Look for a franchisor that offers excellent support and training and is continually developing new ideas and you will be setting yourself up for success in the homecare franchise market.
- Legal considerations, including territories and restrictions
It’s essential to understand the legal considerations involved with this type of business. One of the most critical legal considerations is the territory restrictions imposed by the franchisor. The territory restrictions define the area in which the franchise partner can operate the business. It is essential to understand these restrictions before signing the franchise agreement to ensure that they align with your business goals.
Here are some specific legal considerations to keep in mind when evaluating a homecare franchise but you will have to complete your own due diligence:
Franchise Agreement: Before purchasing a franchise, it is essential to review the franchise agreement carefully. The agreement outlines the terms and conditions of the franchise, including the fees, royalties, and territory restrictions.
Territorial Restrictions: The franchisor will typically impose territorial restrictions on the franchise partner, defining the geographic area in which the franchise partner can operate the business. It is essential to understand these restrictions and ensure that they align with your business vision.

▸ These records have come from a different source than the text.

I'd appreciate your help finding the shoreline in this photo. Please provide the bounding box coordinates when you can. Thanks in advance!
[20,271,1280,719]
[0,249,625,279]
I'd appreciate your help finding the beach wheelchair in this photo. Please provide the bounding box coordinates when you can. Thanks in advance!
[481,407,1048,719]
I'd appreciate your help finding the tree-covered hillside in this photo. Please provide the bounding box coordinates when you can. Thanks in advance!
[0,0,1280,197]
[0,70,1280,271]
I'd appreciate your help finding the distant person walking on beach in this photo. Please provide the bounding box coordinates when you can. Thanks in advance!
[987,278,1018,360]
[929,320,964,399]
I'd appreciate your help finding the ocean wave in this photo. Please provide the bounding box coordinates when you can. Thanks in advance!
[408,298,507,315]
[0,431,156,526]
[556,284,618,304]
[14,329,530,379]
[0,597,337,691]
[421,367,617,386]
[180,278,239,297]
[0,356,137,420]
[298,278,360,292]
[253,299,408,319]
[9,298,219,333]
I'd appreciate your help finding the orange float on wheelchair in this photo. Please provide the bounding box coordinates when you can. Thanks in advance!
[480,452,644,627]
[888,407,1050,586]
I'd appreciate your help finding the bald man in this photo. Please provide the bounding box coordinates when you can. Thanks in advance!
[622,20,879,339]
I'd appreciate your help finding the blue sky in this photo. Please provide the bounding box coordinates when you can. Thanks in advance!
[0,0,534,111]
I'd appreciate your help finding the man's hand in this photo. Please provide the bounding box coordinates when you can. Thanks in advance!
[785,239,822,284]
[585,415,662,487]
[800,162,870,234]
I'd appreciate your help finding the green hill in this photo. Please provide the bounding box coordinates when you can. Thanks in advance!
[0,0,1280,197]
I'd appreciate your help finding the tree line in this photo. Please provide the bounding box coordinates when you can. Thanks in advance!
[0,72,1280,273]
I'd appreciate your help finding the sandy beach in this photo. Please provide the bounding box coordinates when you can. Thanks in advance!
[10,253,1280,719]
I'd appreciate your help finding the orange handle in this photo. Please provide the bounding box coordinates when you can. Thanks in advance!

Non-Compete Clauses: The franchise agreement may also include non-compete clauses, which prevent the franchise partner from operating a competing business in the same geographic area. It is essential to understand these clauses and ensure that they do not limit your ability to operate and grow your business.
Intellectual Property: The franchise agreement may also include provisions related to the use of the franchisor’s intellectual property, such as trademarks and logos. It is essential to understand these provisions and ensure that you are complying with the franchisor’s guidelines for the use of their intellectual property.
Employment Law: As a homecare franchise partner, it is essential to comply with employment laws and regulations. This includes ensuring that all staff members are appropriately trained, qualified, and screened before providing care services to clients.
Insurance: The franchise agreement may require the franchise partner to maintain specific types and levels of insurance coverage. It is essential to understand these requirements and ensure that you have the necessary insurance coverage to protect your business and your clients.
There are likely a plethora of other legal and regulatory considerations and the above is a non-exhaustive list.
By understanding legal considerations, you can ensure that you are making an informed decision and setting yourself up for success in the homecare franchise market.
In conclusion, starting a homecare business can be lucrative and very rewarding but it is critical that you consider many different factors before investing in a franchise to ensure that the business aligns to your own goals and values.
It is important for you to do your own research and careful planning, but hard work and dedication is also important so that your homecare franchise can be a profitable venture.